В это время бомба разорвалась так близко, что под нами пол заходил.

На приезжего это не произвело особого впечатления. Я ускорил шаг. Он продолжал идти рядом со мной.

- Поймите, товарищ, - сказал я, - в такой обстановке невозможно.

- Да, да, - согласился он печально и протянул мне руку.

Лицо его я не запомнил. Но рукопожатие его было хорошим. Я искренно пожалел, что не смог ничего сделать.

Впервые я провел всю ночь в убежище. Немцы прилетали двенадцать раз. Сидеть и пассивно пережидать, ничего не видя и не зная, - занятие унизительное.

Утром, хотя тревога не прекращалась, я вернулся в обком.

Черные клубы дыма висели над крышами домов, языки пламени рвались к небу. Куда ни глянешь - всюду горит. Пожарные пытались заливать пламя Но что можно было сделать, когда ежеминутно возникали все новые и новые очаги и все в большем количестве! Люди уже не в силах были бороться с огнем.

К этому времени в Чернигове осталось всего несколько сот человек почти все население эвакуировалось.

Немецкое командование не могло не знать, что в городе нет ни воинских частей, ни военных объектов Германские летчики уничтожали каждое сколько-нибудь заметное здание, гонялись за каждым человеком, попадавшим в поле их зрения. Немецкие летчики действовали по звериной программе фашизма.

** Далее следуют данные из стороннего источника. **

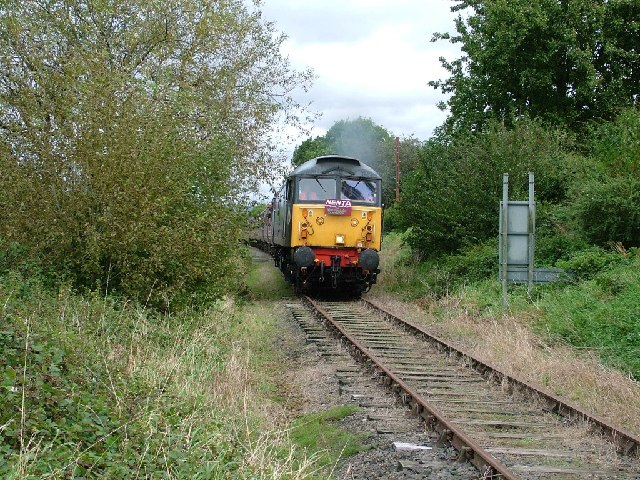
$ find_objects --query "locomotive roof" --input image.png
[290,155,380,179]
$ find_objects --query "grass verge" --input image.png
[0,262,309,479]
[372,235,640,434]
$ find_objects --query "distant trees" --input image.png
[399,120,577,256]
[0,0,308,307]
[430,0,640,133]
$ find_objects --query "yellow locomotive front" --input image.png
[273,156,382,294]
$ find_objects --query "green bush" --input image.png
[537,253,640,379]
[400,120,576,256]
[557,246,628,281]
[574,175,640,247]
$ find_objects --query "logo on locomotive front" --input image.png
[324,198,351,215]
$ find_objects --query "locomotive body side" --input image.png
[271,156,382,295]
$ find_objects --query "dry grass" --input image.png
[373,294,640,435]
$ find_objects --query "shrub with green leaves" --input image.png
[573,175,640,247]
[0,0,309,309]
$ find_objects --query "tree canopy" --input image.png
[430,0,640,133]
[0,0,309,306]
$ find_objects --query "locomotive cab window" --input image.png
[340,179,379,204]
[298,178,336,202]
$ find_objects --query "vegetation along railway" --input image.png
[252,155,640,480]
[288,296,640,479]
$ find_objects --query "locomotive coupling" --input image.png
[358,248,380,271]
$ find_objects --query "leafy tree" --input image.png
[291,136,331,166]
[430,0,640,134]
[0,0,308,307]
[400,119,586,256]
[572,109,640,247]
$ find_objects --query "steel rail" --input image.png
[360,299,640,458]
[303,296,522,480]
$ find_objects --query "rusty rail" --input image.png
[303,296,521,480]
[361,299,640,458]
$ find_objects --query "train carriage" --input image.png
[263,155,382,295]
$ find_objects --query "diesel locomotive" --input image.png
[259,155,382,295]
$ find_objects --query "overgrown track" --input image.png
[305,297,640,479]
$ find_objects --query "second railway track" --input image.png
[298,297,640,480]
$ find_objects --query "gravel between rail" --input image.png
[289,294,640,479]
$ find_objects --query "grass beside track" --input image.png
[0,260,310,479]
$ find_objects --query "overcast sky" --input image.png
[261,0,459,144]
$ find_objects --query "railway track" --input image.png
[304,297,640,480]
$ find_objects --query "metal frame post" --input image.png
[527,172,536,298]
[501,173,509,307]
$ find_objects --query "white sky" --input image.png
[261,0,460,144]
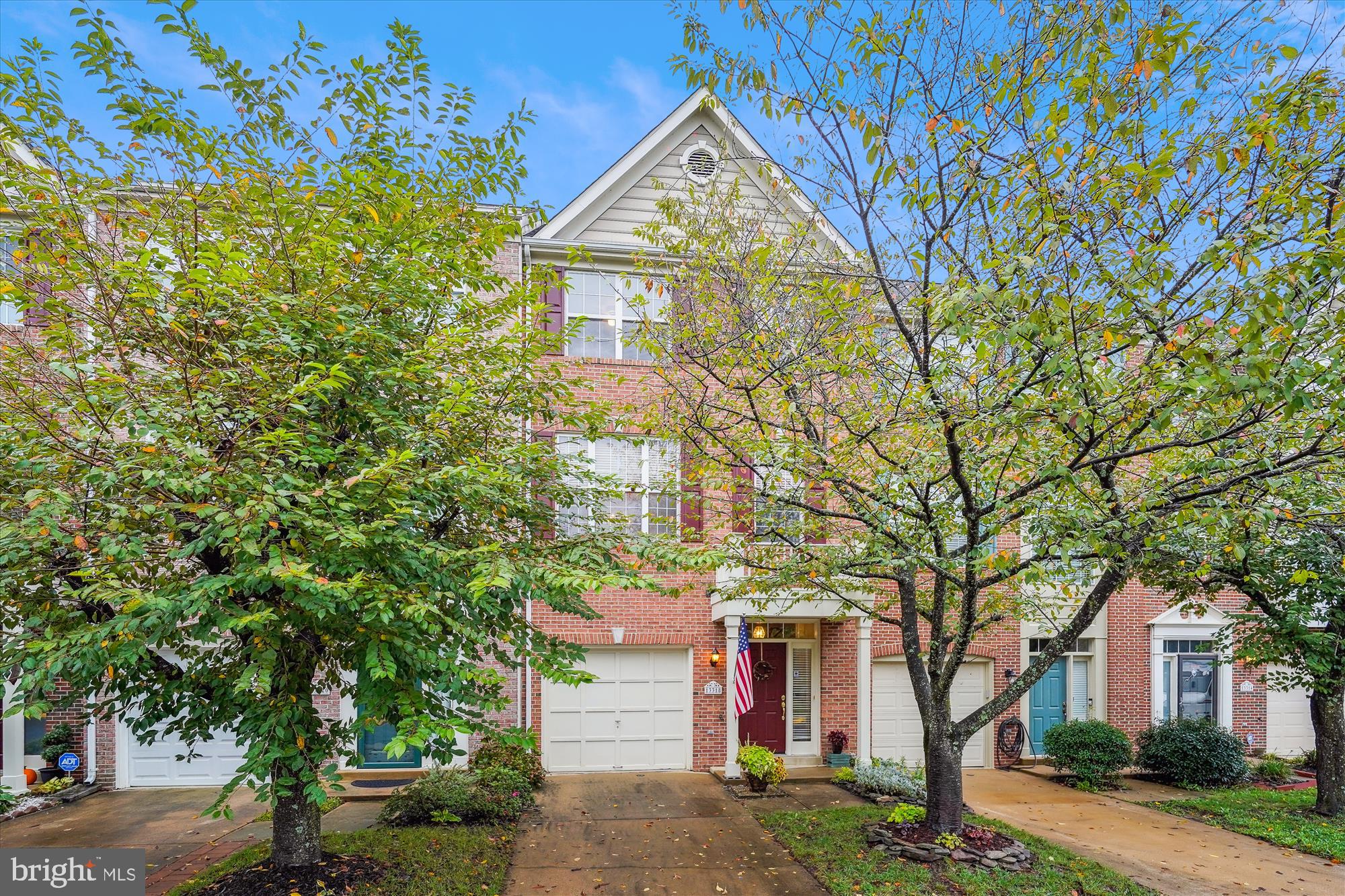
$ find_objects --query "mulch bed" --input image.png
[192,853,387,896]
[863,822,1032,870]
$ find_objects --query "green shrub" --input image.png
[1042,719,1132,790]
[738,744,790,784]
[471,735,546,790]
[1135,719,1247,788]
[28,778,75,797]
[1252,756,1294,784]
[854,758,925,803]
[378,767,533,826]
[888,803,925,825]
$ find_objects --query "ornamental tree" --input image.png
[1145,467,1345,817]
[0,3,672,865]
[662,3,1345,831]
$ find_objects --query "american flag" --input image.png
[733,623,753,716]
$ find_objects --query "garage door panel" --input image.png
[126,731,243,787]
[873,662,987,767]
[542,649,690,771]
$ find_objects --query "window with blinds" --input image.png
[1069,659,1088,719]
[555,436,679,536]
[790,647,812,744]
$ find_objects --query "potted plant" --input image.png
[38,723,75,784]
[827,729,854,768]
[738,744,788,794]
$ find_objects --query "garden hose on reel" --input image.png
[995,716,1037,770]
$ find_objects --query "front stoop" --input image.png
[331,768,425,803]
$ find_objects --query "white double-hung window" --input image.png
[565,270,667,360]
[555,434,679,536]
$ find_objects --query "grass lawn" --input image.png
[1145,787,1345,860]
[169,825,514,896]
[761,806,1157,896]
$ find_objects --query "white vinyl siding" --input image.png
[577,124,783,245]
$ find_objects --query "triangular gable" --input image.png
[1149,602,1232,626]
[533,89,855,254]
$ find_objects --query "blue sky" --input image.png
[0,0,742,208]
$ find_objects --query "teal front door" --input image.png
[359,723,420,768]
[1028,659,1065,756]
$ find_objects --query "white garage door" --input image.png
[126,731,243,787]
[1266,661,1314,756]
[542,649,691,772]
[873,662,989,768]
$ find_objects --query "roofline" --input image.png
[531,87,859,255]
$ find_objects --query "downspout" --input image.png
[85,716,98,784]
[515,231,533,729]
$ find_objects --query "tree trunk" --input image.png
[925,720,962,834]
[270,770,323,866]
[1309,690,1345,818]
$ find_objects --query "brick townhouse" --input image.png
[0,93,1313,787]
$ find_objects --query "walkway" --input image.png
[963,768,1345,896]
[504,772,823,896]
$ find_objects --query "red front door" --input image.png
[738,642,787,754]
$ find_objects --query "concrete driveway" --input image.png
[963,768,1345,896]
[504,772,824,896]
[0,787,266,872]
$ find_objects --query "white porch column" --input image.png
[854,616,873,766]
[0,681,28,794]
[724,616,742,778]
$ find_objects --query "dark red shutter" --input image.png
[729,464,756,536]
[533,429,555,538]
[682,442,705,541]
[542,268,565,355]
[804,481,827,545]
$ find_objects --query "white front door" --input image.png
[873,661,990,768]
[541,647,691,772]
[1266,661,1317,756]
[126,731,245,787]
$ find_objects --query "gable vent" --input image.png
[682,141,720,183]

В перерыве между налетами я решил объехать город.

Мы поехали по улице Шевченко. Пламя вырывалось из окон каждого третьего или четвертого дома. Навстречу нам скакала хромая лошадь. Шоферу пришлось свернуть на тротуар, иначе обезумевшее животное налетело бы на машину.

Позади нас, метрах в пятнадцати, не больше, рухнула стена. Горящие балки завалили лошадь.

На широком тротуаре ползал на четвереньках какой-то человек в шляпе и очках. Я окликнул его. Он не ответил. Шофер остановил машину, я еще раз позвал.

- Товарищ!

Тогда он поднялся с четверенек, посмотрел на меня мутными глазами и побежал в ворота какого-то дома. Гнаться за ним было бессмысленно.

Мы выехали на площадь Куйбышева. Большая часть домов горела, некоторые уже завалились, даже посредине площади обдавало жаром.

На площади, в центре, стоял, растопырив руки, высокий плотный мужчина. Лицо его было черно от копоти. Я окликнул его.

Он не замечал нас. Я снова его позвал: никакого впечатления. Шофер подвел машину к нему вплотную. Я взял товарища за руку. Он послушно влез в машину, однако еще долго не отвечал на вопросы.

Потом, когда я ему рассказал, как мы его подобрали, он пожал плечами:

- Ничего не помню.

Объехали еще несколько улиц. Когда были у городского сквера, "хейнкели" снова появились над городом. Один из них дал по нашей машине пулеметную очередь. Пули прожужжали над головой.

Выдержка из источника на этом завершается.